The United States has built three special hells for immigrant women and children: the Berks Family Residential Center, in Leesport, Pennsylvania; the South Texas Family Residential Center, in Dilley, Texas; and the Karnes County Residential Center, in Karnes City, Texas. U.S. Immigration and Custom Enforcement is very proud of Karnes. When first opened, ICE boasted, “The Karnes County Residential Center (KCRC) is the first facility housing ICE detainees built from the ground up with ICE’s civil detention standards in mind. It represents a significant milestone in the agency’s long-term effort to reform the immigration detention system.” Last Friday, April 29, despite numerous `deficiencies’, Karnes was issued a temporary residential childcare license. Rather than a significant milestone in any attempt to reform anything, this is just another scene in the theater of cruelty that is immigration policy. Prison is neither a childcare nor a residential facility. Ask Dunia Romero and her fifteen-year-old daughter Stefany; ask Josie and her ten-year old son Manuel; ask Susana Arévalo Hernández and her two children; ask the mothers of Berks, Dilley, Karnes, and to a person they will tell you the same thing: “This is a prison. We fled violence and you have treated us as criminals. Why?” End the torture of women and children, and while you’re at it, stop the abuse of language and common sense. Prison is not childcare.
Yesterday, Dunia Romero and her daughter joined dozens of other undocumented mothers and children in a demonstration outside the White House. They are part of the Esperanza que Florece – Blooming Hope campaign, urging people to send Mother’s Day postcards to four prominent and influential mothers: Michelle Obama, Jill Biden, Celia Muñoz, Valerie Jarrett. The postcards call for an end to “family detention.”
Yesterday, as well, a judge in Austin granted a temporary restraining order to stop the Dilley prison from being licensed until a full court hearing on May 13. While it’s only a temporary stay, it’s an important step, and it was initiated by a lawsuit filed by two women prisoners of Dilley and Grassroots Leadership. The Karnes prison retains its license.

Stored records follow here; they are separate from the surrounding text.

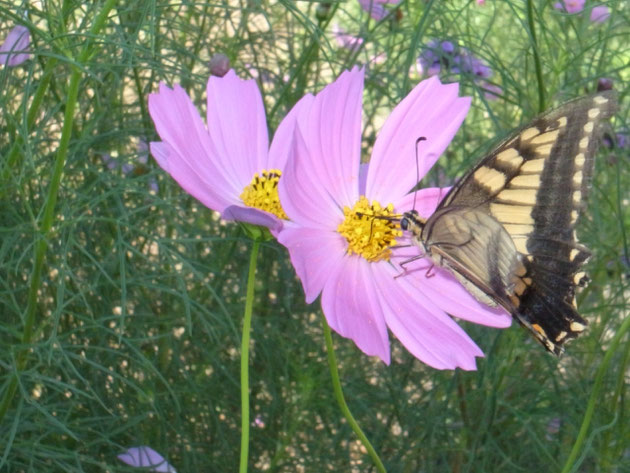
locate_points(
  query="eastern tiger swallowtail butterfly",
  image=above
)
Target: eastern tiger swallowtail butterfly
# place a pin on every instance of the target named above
(506, 230)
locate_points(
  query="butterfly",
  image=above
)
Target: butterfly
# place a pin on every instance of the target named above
(506, 230)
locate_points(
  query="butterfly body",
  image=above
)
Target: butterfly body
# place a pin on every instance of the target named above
(506, 230)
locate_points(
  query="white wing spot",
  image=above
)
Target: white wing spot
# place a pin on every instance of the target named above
(530, 133)
(577, 327)
(580, 159)
(510, 157)
(489, 178)
(548, 137)
(533, 166)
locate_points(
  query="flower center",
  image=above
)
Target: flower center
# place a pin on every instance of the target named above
(262, 193)
(369, 234)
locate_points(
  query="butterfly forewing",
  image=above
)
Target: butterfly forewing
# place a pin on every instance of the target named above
(507, 229)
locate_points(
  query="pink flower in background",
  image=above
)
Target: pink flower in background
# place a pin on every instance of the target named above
(600, 13)
(376, 9)
(227, 164)
(570, 6)
(145, 457)
(14, 50)
(343, 253)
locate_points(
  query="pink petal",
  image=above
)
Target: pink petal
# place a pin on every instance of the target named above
(303, 199)
(323, 175)
(146, 457)
(424, 201)
(352, 309)
(188, 176)
(179, 125)
(241, 213)
(315, 254)
(238, 126)
(431, 110)
(282, 144)
(331, 128)
(425, 330)
(16, 41)
(600, 13)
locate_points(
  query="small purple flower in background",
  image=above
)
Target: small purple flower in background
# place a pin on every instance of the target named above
(600, 13)
(14, 50)
(445, 57)
(338, 248)
(345, 40)
(376, 9)
(145, 457)
(437, 55)
(570, 6)
(258, 422)
(219, 65)
(466, 62)
(227, 164)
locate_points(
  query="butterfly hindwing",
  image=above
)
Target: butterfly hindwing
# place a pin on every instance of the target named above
(507, 229)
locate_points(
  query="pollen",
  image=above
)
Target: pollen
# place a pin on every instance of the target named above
(262, 193)
(370, 229)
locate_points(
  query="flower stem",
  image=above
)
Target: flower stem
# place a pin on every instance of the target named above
(247, 324)
(46, 222)
(537, 64)
(595, 397)
(334, 374)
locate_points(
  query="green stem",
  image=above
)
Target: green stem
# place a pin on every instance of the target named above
(247, 324)
(334, 374)
(537, 64)
(49, 209)
(38, 97)
(595, 397)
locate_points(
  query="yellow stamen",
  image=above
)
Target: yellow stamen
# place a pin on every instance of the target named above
(368, 234)
(262, 193)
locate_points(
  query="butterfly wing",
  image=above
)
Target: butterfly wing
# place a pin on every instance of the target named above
(508, 227)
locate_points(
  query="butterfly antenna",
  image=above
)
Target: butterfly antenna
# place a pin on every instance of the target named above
(422, 138)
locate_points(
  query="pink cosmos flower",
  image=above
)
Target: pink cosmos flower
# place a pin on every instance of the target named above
(347, 256)
(146, 457)
(227, 164)
(13, 51)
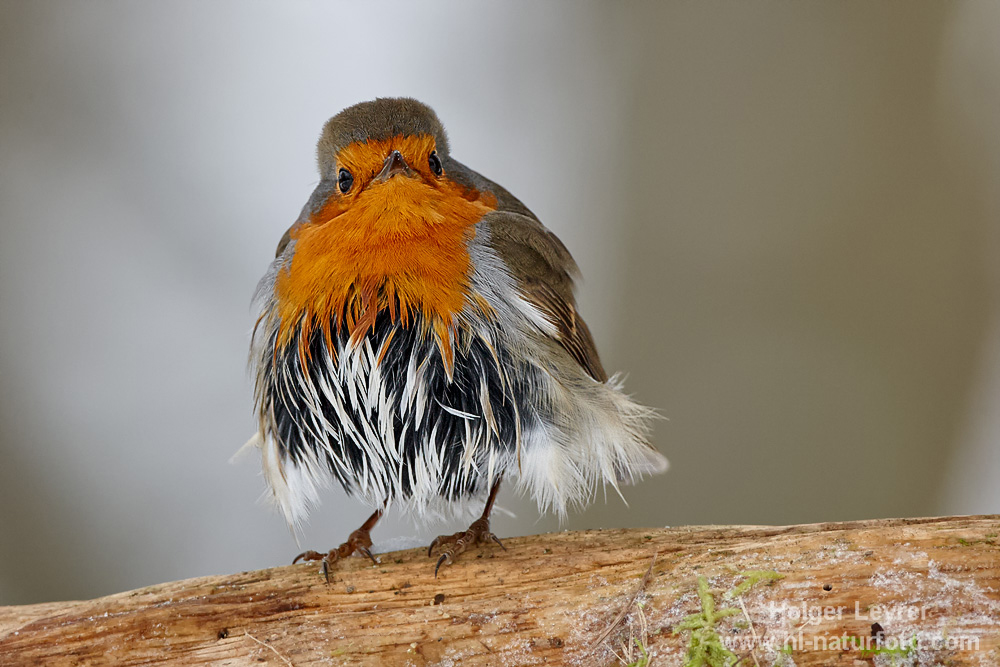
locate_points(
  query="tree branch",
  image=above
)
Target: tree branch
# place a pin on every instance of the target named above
(918, 590)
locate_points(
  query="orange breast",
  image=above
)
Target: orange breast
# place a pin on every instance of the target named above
(399, 246)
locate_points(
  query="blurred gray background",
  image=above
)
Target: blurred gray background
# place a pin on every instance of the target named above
(787, 217)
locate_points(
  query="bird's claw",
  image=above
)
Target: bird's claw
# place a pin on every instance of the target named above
(358, 542)
(478, 533)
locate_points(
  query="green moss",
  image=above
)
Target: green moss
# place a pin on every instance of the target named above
(753, 577)
(705, 648)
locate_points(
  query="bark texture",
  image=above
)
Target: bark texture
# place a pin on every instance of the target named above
(900, 591)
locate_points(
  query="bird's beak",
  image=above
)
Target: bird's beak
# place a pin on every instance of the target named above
(394, 164)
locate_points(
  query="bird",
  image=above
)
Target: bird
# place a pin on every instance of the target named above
(418, 342)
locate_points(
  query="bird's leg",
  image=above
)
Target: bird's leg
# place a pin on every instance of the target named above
(360, 541)
(478, 533)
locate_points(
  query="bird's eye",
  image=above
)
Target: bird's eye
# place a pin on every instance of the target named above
(344, 180)
(435, 163)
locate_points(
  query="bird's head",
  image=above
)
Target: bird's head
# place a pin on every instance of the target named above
(387, 228)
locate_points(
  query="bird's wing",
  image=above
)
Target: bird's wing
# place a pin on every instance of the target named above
(544, 270)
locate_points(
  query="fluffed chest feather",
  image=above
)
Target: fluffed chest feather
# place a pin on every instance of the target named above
(382, 416)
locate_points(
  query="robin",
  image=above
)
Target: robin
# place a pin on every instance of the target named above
(418, 342)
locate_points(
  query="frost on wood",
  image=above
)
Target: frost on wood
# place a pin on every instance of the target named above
(894, 592)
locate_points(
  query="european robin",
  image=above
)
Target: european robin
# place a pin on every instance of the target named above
(418, 342)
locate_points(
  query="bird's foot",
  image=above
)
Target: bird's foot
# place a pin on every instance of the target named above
(453, 545)
(358, 542)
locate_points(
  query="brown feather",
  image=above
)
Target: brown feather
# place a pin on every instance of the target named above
(544, 270)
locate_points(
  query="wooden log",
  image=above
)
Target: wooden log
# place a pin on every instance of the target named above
(901, 591)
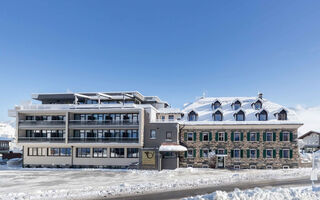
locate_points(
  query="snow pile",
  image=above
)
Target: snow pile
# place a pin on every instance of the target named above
(294, 193)
(97, 183)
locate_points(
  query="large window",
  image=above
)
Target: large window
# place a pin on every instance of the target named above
(132, 152)
(100, 152)
(117, 152)
(83, 153)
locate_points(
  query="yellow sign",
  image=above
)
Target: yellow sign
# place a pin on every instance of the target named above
(148, 158)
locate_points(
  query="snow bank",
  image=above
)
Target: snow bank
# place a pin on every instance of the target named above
(294, 193)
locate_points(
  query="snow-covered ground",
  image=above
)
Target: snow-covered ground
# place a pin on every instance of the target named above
(93, 183)
(278, 193)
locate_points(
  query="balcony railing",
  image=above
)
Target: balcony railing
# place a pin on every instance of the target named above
(101, 123)
(104, 140)
(44, 122)
(41, 139)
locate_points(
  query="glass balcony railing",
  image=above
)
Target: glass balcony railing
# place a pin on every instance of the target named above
(41, 139)
(102, 122)
(104, 139)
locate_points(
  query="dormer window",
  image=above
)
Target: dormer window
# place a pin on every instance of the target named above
(217, 116)
(237, 105)
(282, 115)
(192, 116)
(216, 105)
(263, 116)
(257, 105)
(239, 116)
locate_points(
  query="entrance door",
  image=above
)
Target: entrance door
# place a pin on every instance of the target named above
(220, 163)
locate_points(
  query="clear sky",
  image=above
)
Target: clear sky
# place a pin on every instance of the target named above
(173, 49)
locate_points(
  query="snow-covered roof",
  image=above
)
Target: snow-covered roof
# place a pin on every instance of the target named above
(204, 110)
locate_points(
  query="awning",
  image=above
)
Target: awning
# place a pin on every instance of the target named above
(172, 147)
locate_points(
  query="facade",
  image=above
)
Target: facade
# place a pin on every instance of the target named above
(123, 129)
(310, 142)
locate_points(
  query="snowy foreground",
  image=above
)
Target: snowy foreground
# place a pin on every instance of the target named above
(294, 193)
(95, 183)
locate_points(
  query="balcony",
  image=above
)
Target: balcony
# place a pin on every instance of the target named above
(103, 140)
(100, 124)
(41, 139)
(42, 124)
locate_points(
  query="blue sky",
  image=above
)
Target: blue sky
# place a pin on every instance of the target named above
(173, 49)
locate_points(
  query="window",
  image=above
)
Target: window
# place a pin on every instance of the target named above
(205, 136)
(269, 136)
(192, 116)
(168, 135)
(153, 134)
(83, 153)
(190, 153)
(236, 153)
(117, 152)
(282, 115)
(263, 116)
(285, 153)
(133, 153)
(240, 116)
(269, 153)
(100, 152)
(190, 136)
(237, 136)
(217, 116)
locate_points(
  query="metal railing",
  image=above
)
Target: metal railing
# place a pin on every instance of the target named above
(103, 122)
(104, 139)
(41, 139)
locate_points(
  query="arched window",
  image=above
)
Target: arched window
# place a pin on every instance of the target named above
(192, 116)
(217, 116)
(263, 116)
(216, 105)
(240, 116)
(282, 115)
(236, 105)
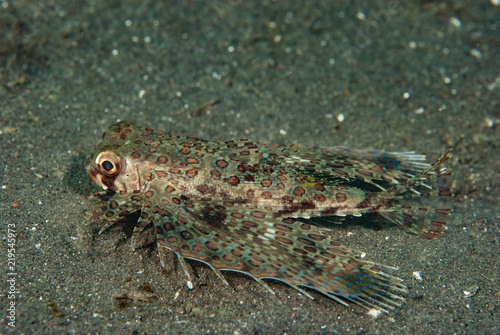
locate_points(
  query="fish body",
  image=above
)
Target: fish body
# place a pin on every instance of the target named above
(244, 206)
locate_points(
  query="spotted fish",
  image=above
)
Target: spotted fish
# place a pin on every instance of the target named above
(249, 207)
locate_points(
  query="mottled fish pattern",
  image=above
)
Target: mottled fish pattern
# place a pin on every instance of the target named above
(249, 207)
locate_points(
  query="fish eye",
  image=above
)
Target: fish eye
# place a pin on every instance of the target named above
(108, 163)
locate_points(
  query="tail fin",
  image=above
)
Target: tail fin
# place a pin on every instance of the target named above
(425, 221)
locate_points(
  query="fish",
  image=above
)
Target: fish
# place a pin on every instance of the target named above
(251, 207)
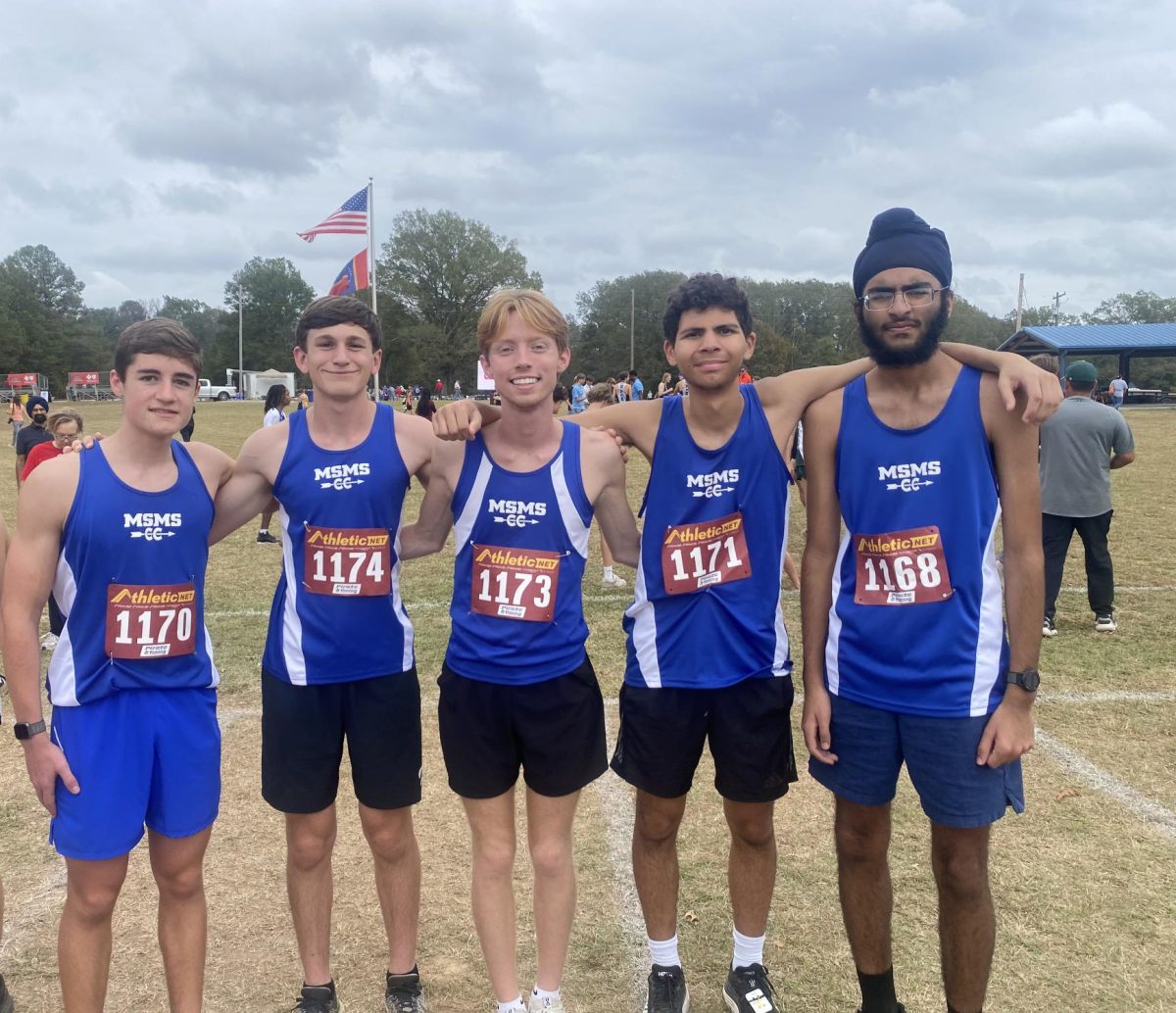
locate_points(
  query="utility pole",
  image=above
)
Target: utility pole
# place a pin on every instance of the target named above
(633, 313)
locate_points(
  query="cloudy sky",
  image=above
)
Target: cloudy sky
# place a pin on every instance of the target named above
(157, 147)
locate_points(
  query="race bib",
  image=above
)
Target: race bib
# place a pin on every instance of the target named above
(901, 567)
(706, 554)
(514, 583)
(151, 620)
(348, 561)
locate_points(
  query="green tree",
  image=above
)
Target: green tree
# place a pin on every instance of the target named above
(53, 283)
(441, 268)
(274, 296)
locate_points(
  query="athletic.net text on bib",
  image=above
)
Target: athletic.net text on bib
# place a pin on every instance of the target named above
(151, 620)
(353, 561)
(705, 554)
(514, 583)
(901, 567)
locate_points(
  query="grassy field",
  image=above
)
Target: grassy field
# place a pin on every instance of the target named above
(1085, 881)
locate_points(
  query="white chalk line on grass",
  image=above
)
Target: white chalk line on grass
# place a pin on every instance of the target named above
(616, 804)
(623, 600)
(1139, 805)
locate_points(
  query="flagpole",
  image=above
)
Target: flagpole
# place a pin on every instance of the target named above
(375, 308)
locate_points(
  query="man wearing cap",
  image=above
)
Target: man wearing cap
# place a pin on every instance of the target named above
(38, 410)
(1080, 446)
(906, 657)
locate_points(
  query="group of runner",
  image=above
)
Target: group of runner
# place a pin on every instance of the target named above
(906, 652)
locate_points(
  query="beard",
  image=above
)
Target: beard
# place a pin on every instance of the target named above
(916, 354)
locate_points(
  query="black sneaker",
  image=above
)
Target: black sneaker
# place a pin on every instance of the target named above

Today, the Center for American Progress released A Short-Term Plan to Address the Central American Refugee Situation, which noted, “The administration should close the South Texas Family Residential Center in Dilley, Texas, and the Karnes County Residential Center in Karnes City, Texas, and release those detained mothers and children who do not pose a security or flight risk that cannot otherwise be mitigated … The administration should create short-term processing centers for families upon arrival that function like shelters rather than prisons. These centers would give families the ability to get their bearings in the United States; attend legal orientations and connect with pro bono counsel; and receive medical, mental health, and other needed care.”
This Mother’s Day, various groups – including currently and formerly imprisoned women and children refugees, legal teams, advocacy groups, and just plain folks – again attempt to move the State to turn its prisons into shelters and its swords into welcoming arms. Please consider joining others by sending a postcard, the link is here. Honor Mothers’ Day this year by joining the fight to release imprisoned immigrant mothers and children and by ending family detention now.